It’s not very often that I can boast of a warm personal connection to a recently deceased celebrity, so please let me take a moment to vouch for the key role that Sir Frank Kermode played in my development as a writer.
No, I never had the privilege of studying under the lit-crit master. And even if I had, I very much doubt I’d taken much away from the experience—dissecting great works was never my strong suit. (Despite repeated attempts, for example, I’ve never gotten past page three of Finnegan’s Wake.) But back in my college years, I had a notion that I might want to try my hand at non-fiction. On a lark, I pitched one of the campus mags on an idea that, in retrospect, is pretty embarrassing: I wanted to track down and interview Richard Kermode, whose keyboard work on Santana’s Lotus I greatly admired. (His solo on “Incident at Neshubar” is something to behold.) Perhaps in a nod to my future role here on Microkhan, I wanted to reveal a hidden story—the tale of a relatively anonymous musician who, by dint of fortune and talent, had made a big impression on my post-adolescent self.

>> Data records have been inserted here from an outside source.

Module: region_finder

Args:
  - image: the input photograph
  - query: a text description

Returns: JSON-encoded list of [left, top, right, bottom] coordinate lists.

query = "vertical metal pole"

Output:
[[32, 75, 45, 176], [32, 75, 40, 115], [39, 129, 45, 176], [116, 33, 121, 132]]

The mag gave me the green light and I prepared to dig in with gusto. There was just one problem: I didn’t have the foggiest notion of how to start reporting. The Clinton-Era Internet provided little help, and I didn’t yet have the reportorial chops to, say, try and contact Kermode through Santana’s record company. All seemed lost until I noticed that a distinguished British scholar was visiting campus for the semester, and he just happened to share a surname with my favorite keyboardist. Could they be father and son?
Drumming up every ounce of gumption that I could muster, I placed a call to the temporary office of Sir Frank Kermode. When the good professor answered, I stammered my way through my random inquiry—was he, by any chance, related to the musician who had blown my mind on numerous occasions?
There was a long pause—long enough so that I distinctly remember having to ask the professor if he was still there. And then I heard a slight expulsion of breath, followed by a reply I will never forget: “I haven’t any idea who you mean.”
Failure. And yet at the same time, success. When I hung up the phone and exhaled, I somehow realized that I’d started down a promising path—sort of like Luke Skywalker finally learning to beat the training remote aboard the Millennium Falcon. Yes, I’d run into a brick wall. But that’s part of the process. The important thing was that I’d tossed the reportorial dice, and discovered that getting nowhere wasn’t quite as dispiriting as I’d envisioned.
So, many thanks to the late Sir Frank Kermode for inadvertently encouraging my creative and professional maturation. And now it’ll likely be a good long while before I write another post like this. Because the next celebrity who pops to mind as having accidentally egged me along the road to lifelong writing is…Rush Limbaugh. I kid you not.